Он стал чем-то вроде научной знаменитости, но больше всего на свете Гжегож любит природу и поиски окаменелостей. Он называет себя «полевым животным» и говорит, что гораздо больше любит спать в палатке и продираться через заросли, чем вращаться в высшем свете Варшавы. Ничего не попишешь. Он рос в окрестностях Кельце, областного центра в районе Свентокшиских гор, и собирал окаменелости с детства. Особенно хорошо он замечал ту разновидность окаменелостей, которую многие палеонтологи игнорируют: следы. Отпечатки лап и хвоста, которые динозавры и другие животные оставляли, когда шли по грязи или песку, занимаясь обычными каждодневными делами: охотой, поисками укрытия, спариванием, общением, едой и отдыхом. Он был в восторге от следов. У животного есть только один скелет, часто напоминал он мне, но оно может оставить миллионы следов.

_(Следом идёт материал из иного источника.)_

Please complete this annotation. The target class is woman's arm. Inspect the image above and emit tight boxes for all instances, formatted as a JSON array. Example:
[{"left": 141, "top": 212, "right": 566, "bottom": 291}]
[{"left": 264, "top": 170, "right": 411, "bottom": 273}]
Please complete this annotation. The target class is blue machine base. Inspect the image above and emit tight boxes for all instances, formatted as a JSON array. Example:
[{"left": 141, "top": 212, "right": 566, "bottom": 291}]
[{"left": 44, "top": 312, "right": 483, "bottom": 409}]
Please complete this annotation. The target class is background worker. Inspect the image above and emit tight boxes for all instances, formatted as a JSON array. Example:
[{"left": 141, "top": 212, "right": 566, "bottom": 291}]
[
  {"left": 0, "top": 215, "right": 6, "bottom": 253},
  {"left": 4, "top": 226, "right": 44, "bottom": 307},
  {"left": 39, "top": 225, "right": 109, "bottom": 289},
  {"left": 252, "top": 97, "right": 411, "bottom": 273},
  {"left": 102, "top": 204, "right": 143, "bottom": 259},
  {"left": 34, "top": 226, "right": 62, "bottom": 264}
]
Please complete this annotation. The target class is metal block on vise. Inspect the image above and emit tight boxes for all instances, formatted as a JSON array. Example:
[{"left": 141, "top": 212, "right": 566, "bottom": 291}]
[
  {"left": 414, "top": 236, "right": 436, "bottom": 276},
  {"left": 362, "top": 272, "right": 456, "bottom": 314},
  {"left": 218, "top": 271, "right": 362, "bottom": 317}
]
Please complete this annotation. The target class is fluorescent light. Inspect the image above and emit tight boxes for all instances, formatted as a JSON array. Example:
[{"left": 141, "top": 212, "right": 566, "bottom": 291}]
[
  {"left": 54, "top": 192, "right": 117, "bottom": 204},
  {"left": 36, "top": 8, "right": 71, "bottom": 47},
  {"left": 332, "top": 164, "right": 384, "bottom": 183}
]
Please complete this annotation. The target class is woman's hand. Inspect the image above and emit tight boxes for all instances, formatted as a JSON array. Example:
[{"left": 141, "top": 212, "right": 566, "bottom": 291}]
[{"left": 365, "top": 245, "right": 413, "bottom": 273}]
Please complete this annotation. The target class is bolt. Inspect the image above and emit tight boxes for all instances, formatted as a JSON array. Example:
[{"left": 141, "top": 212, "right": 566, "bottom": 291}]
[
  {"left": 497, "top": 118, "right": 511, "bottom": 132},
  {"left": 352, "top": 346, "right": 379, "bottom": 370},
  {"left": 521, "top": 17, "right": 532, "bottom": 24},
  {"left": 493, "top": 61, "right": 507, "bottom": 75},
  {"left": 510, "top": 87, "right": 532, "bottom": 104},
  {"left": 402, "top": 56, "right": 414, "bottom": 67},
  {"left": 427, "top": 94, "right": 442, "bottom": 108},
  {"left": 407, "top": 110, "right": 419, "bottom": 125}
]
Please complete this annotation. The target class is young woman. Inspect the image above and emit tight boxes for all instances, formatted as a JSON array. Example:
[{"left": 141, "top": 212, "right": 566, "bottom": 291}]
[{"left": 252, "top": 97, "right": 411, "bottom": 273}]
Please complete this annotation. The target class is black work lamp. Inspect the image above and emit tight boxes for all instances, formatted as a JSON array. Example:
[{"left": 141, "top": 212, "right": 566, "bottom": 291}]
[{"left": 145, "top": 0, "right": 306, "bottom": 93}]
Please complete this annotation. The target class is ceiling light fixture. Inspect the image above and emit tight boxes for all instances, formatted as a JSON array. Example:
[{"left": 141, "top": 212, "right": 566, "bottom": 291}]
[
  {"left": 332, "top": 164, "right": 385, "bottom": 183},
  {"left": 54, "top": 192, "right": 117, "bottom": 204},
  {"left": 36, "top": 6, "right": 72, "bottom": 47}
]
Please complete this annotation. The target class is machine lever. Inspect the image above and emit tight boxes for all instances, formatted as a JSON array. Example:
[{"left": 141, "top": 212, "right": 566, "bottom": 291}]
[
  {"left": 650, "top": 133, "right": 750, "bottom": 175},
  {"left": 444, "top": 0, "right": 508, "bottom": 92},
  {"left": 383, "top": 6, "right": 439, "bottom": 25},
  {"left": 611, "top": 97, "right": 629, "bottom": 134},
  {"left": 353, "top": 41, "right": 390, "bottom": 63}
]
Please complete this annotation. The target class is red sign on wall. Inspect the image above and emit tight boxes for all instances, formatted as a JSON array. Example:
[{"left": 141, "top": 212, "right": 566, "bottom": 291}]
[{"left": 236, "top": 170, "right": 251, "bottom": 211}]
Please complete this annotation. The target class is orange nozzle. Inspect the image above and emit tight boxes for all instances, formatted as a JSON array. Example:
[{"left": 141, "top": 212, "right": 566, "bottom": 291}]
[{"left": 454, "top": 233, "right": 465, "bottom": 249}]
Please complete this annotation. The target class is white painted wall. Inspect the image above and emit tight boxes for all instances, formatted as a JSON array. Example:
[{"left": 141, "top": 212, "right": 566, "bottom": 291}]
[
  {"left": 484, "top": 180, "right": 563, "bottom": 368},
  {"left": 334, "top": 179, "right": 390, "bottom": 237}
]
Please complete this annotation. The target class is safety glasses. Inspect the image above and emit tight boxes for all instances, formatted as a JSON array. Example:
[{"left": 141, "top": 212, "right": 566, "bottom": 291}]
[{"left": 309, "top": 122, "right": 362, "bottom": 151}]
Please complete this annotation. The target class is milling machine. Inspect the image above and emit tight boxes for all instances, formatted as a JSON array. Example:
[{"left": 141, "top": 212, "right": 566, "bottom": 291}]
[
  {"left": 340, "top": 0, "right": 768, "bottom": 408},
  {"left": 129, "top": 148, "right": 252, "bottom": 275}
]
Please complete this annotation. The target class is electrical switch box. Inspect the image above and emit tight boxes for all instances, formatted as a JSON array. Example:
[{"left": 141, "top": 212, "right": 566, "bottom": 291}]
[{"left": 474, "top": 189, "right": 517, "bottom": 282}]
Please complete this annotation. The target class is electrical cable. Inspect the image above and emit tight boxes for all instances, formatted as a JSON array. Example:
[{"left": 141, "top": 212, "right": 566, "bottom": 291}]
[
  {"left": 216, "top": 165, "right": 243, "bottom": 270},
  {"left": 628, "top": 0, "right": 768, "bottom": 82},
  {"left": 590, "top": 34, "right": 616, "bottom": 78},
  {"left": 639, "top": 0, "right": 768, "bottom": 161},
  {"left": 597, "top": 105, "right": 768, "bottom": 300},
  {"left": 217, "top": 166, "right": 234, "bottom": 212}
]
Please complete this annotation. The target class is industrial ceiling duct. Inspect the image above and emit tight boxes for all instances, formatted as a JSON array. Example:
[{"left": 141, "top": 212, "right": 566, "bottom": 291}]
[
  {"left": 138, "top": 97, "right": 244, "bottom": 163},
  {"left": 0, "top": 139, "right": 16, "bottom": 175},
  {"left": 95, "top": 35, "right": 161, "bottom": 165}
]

Как матерый разведчик, он знал все лучшие места со следами. В конце концов, это были его родные пенаты. Повезло же ему с родиной, ведь оказалось, что кишащие жизнью сезонные озера, которые покрывали эту территорию во время перми и триаса, были идеальной средой для сохранения следов.

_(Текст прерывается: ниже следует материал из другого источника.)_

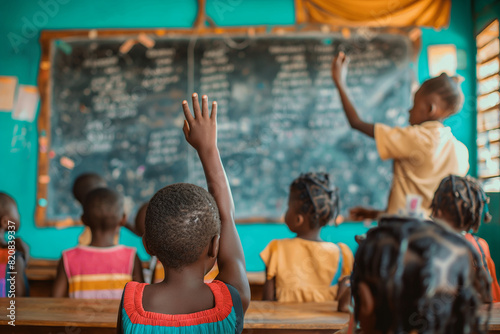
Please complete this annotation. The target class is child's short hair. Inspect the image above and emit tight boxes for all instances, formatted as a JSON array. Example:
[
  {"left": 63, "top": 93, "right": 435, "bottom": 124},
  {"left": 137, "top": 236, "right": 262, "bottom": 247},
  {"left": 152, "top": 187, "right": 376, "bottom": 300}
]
[
  {"left": 290, "top": 173, "right": 339, "bottom": 228},
  {"left": 82, "top": 188, "right": 123, "bottom": 231},
  {"left": 431, "top": 175, "right": 491, "bottom": 233},
  {"left": 0, "top": 192, "right": 17, "bottom": 217},
  {"left": 352, "top": 217, "right": 490, "bottom": 334},
  {"left": 420, "top": 73, "right": 464, "bottom": 115},
  {"left": 145, "top": 183, "right": 220, "bottom": 270},
  {"left": 72, "top": 173, "right": 107, "bottom": 205}
]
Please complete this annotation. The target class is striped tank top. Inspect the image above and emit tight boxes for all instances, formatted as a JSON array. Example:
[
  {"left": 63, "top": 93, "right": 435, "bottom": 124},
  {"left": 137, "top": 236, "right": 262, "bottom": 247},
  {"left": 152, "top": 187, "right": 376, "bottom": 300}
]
[
  {"left": 62, "top": 245, "right": 136, "bottom": 299},
  {"left": 119, "top": 280, "right": 243, "bottom": 333}
]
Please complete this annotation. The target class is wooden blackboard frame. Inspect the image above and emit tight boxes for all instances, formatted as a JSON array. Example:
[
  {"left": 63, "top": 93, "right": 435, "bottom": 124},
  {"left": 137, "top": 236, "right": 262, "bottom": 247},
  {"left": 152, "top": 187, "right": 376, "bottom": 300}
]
[{"left": 36, "top": 25, "right": 421, "bottom": 227}]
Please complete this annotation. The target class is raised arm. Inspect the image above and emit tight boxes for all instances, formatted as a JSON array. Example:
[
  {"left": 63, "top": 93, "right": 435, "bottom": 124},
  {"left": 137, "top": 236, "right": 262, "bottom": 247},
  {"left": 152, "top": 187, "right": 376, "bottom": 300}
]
[
  {"left": 331, "top": 52, "right": 374, "bottom": 138},
  {"left": 182, "top": 93, "right": 250, "bottom": 312}
]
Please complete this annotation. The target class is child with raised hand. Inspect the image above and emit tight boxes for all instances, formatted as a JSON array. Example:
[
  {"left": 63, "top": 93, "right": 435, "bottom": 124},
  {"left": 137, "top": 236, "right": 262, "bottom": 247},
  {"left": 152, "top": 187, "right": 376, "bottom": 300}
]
[
  {"left": 345, "top": 217, "right": 491, "bottom": 334},
  {"left": 331, "top": 52, "right": 469, "bottom": 220},
  {"left": 53, "top": 188, "right": 143, "bottom": 298},
  {"left": 261, "top": 173, "right": 354, "bottom": 302},
  {"left": 431, "top": 175, "right": 500, "bottom": 302},
  {"left": 0, "top": 193, "right": 28, "bottom": 297},
  {"left": 117, "top": 94, "right": 250, "bottom": 333}
]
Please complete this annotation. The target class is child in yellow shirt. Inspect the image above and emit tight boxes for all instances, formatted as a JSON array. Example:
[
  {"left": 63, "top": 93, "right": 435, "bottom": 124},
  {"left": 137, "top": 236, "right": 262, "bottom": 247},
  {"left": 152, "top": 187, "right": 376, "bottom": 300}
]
[
  {"left": 331, "top": 52, "right": 469, "bottom": 219},
  {"left": 260, "top": 173, "right": 353, "bottom": 302}
]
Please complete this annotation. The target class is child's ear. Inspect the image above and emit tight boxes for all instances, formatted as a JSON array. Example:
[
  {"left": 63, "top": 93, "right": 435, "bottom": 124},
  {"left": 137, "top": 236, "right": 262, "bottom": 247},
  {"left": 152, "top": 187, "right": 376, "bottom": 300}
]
[
  {"left": 429, "top": 102, "right": 437, "bottom": 116},
  {"left": 358, "top": 282, "right": 375, "bottom": 319},
  {"left": 0, "top": 216, "right": 8, "bottom": 230},
  {"left": 296, "top": 213, "right": 305, "bottom": 227},
  {"left": 142, "top": 235, "right": 155, "bottom": 256},
  {"left": 208, "top": 235, "right": 220, "bottom": 258}
]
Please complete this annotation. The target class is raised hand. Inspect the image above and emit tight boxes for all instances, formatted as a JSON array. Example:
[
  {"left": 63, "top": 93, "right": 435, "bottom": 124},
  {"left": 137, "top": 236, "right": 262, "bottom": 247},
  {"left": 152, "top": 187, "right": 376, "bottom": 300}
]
[
  {"left": 182, "top": 93, "right": 217, "bottom": 153},
  {"left": 331, "top": 51, "right": 349, "bottom": 85}
]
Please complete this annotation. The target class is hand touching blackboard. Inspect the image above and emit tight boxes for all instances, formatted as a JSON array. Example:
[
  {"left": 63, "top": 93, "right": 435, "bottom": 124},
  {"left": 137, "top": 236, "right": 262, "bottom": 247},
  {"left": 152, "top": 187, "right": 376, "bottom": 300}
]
[{"left": 182, "top": 94, "right": 251, "bottom": 313}]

Четыре лета мы потакали страсти Гжегожа к следам. Мы с Ричардом плелись за ним, когда он вел нас к своим тайным угодьям, которые в основном были заброшенными карьерами, камнями посреди ручьев и кучами мусора по обочинам новых дорог, куда рабочие отбрасывали куски камня, оставшиеся после укладки асфальта. Следов мы нашли много. Вернее, Гжегож. Мы с Ричардом научились узнавать мелкие отпечатки лап, оставленные ящерицами, земноводными, ранними динозаврами и родственниками крокодилов, но нам никогда не сравниться с мастером.